The liturgical formula that is preserved in the verses at the beginning of ki tavo is a rare example of the prayer life of ancient Israel. We use it in a number of settings – from the Pesach Haggadah to the liturgy of bikkurim, and its familiarity speaks to us and reminds us that the story of the redemption from slavery which led to the covenant at Sinai is a foundational one for us as Jews. Without it our stories are in danger of sentimentality. But it isn’t just the words that teach us. We are moved from words to actions. The ritual begins with our declaration to proclaim our understanding and our faith. Then we go beyond the declaration into action – the tachlis.
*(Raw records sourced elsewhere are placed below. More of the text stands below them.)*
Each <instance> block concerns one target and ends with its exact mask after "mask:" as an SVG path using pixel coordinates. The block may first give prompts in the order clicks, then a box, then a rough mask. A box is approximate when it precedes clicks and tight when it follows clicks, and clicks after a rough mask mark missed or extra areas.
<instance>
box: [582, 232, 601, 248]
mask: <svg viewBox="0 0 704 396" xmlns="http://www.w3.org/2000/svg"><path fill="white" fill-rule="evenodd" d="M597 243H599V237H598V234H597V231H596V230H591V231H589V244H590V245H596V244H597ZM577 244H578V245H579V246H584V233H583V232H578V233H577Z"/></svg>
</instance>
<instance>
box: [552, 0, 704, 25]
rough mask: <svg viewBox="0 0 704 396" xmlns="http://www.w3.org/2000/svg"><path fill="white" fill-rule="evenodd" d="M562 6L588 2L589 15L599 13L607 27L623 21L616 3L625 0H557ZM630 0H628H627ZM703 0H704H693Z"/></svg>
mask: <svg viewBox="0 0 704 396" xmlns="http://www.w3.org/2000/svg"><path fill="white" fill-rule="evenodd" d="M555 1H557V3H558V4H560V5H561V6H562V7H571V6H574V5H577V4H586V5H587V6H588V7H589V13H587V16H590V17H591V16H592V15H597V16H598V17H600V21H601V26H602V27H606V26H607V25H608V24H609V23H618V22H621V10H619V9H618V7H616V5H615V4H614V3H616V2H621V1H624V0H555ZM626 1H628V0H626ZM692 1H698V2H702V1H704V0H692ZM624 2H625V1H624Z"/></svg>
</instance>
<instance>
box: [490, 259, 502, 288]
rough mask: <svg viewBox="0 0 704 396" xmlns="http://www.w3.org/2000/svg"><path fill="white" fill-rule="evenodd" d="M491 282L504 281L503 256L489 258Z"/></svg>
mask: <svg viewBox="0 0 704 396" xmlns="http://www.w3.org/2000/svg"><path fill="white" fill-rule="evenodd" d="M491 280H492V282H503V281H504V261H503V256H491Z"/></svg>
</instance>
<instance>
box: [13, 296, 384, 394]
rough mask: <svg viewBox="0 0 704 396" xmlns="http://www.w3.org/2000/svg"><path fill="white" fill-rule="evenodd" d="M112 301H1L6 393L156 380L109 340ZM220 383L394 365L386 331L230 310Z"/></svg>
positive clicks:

Having acknowledged the Source of our blessing – God – and told the story of our own historical vulnerability, remembering our impotence and pain, we go on to do something intensely practical – to share the offering with the Levite/ priest and the ger–“the sojourner/stranger that is in your midst.” (Deuteronomy 26:11)
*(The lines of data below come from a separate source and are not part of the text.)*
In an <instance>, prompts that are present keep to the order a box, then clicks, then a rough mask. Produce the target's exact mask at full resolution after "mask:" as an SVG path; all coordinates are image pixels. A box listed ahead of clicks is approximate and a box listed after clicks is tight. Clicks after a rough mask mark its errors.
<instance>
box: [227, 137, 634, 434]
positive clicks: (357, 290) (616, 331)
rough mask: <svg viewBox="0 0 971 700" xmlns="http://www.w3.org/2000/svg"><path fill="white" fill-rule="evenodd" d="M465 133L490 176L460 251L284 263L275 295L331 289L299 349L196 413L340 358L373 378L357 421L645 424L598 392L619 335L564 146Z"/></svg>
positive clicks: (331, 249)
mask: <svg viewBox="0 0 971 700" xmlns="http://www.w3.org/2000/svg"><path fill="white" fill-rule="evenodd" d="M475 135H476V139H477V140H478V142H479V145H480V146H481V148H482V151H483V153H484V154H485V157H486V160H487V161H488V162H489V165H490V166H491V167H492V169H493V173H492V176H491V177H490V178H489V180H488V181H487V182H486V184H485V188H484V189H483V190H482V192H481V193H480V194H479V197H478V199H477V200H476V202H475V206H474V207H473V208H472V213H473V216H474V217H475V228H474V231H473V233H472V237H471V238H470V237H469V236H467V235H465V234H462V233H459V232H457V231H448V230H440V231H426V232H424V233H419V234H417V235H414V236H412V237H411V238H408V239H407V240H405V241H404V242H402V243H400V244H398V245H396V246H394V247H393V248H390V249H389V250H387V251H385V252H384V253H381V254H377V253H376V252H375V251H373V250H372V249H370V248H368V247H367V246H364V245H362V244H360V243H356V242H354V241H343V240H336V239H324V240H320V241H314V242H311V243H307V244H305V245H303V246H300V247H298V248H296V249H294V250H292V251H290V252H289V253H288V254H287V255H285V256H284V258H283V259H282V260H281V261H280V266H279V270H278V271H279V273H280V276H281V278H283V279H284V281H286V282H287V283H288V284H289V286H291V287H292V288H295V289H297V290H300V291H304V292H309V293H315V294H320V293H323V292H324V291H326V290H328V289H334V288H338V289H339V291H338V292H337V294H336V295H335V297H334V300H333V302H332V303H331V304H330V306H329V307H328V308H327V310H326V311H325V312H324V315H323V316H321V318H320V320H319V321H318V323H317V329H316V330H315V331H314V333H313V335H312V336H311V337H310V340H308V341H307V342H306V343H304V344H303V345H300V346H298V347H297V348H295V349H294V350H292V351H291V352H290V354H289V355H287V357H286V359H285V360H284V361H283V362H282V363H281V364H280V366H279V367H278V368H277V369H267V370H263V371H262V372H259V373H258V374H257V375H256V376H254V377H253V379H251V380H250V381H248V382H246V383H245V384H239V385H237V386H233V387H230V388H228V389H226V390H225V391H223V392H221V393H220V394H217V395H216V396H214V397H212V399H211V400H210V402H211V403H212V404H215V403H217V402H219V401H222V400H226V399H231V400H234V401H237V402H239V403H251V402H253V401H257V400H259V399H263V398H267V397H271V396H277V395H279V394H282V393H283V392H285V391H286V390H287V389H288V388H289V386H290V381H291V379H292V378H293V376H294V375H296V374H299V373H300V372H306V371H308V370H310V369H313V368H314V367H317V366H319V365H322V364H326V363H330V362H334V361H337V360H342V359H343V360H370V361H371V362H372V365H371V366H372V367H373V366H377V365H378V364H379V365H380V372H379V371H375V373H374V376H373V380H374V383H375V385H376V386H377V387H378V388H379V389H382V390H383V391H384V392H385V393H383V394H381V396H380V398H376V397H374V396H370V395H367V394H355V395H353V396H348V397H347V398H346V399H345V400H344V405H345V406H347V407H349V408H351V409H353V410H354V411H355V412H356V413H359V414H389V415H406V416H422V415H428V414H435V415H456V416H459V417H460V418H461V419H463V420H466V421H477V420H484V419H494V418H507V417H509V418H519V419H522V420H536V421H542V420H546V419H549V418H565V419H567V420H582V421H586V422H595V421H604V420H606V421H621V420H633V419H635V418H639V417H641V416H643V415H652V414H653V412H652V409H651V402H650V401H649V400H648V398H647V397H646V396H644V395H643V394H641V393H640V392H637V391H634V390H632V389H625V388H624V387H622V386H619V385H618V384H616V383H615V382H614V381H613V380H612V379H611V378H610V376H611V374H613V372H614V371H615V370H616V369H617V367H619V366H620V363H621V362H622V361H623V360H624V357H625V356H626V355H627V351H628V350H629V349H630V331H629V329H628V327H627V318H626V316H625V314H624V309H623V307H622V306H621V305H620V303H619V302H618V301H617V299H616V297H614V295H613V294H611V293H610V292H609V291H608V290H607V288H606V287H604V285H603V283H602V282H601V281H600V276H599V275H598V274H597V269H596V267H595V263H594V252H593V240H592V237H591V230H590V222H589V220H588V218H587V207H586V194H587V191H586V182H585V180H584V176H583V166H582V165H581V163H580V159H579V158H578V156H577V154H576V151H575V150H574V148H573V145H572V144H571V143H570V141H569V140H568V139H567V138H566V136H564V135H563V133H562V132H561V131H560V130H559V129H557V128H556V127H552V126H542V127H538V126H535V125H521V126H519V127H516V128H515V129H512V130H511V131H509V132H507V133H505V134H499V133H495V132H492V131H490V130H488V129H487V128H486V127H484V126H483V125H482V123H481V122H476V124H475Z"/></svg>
The ger, (Sojourner/stranger) is almost a synonym for the idea of the vulnerable, the one who does not have land or resource, the one without the support of family or landsmen, the person who is quintessentially alone. Today the closest equivalent is likely to be the refugee or the asylum seeker, washed up without possessions in a foreign environment. Torah requires us not only to acknowledge our own good fortune, but to behave directly out of that acknowledging, to routinely share with those who do not have the same good fortune as us. The act of thanksgiving commanded at the beginning of the sidra leads us to act even before thinking about the action, getting us to do a good thing, to perform a mitzvah, that will shape our understanding of the world, that will shape us. The requirement to care for the vulnerable enters into the narrative we live by each day, we cannot disregard it. It is no surprise therefore that tradition teaches that “In the future age, all sacrifices and prayers will be abolished, except that of thanksgiving”. (Menachem of Gallia, in Vayikra Rabbah 9:7).
In this month of Elul as we approach the High Holy Days and we think about what we have done and what we have not done, what we should do and what we fear we will never do, it is important to remember that these days are the white fast, they are days of Awe but they are also days of thanksgiving for all we have, for knowing that God will not desert us, that God will let us find our way if we search. They remind us that we should not forget our past nor think only of our present. They remind us that we have to find the words to tell the story that is true for us, that gives meaning and shape to our lives. And even before we really understand, we have to act.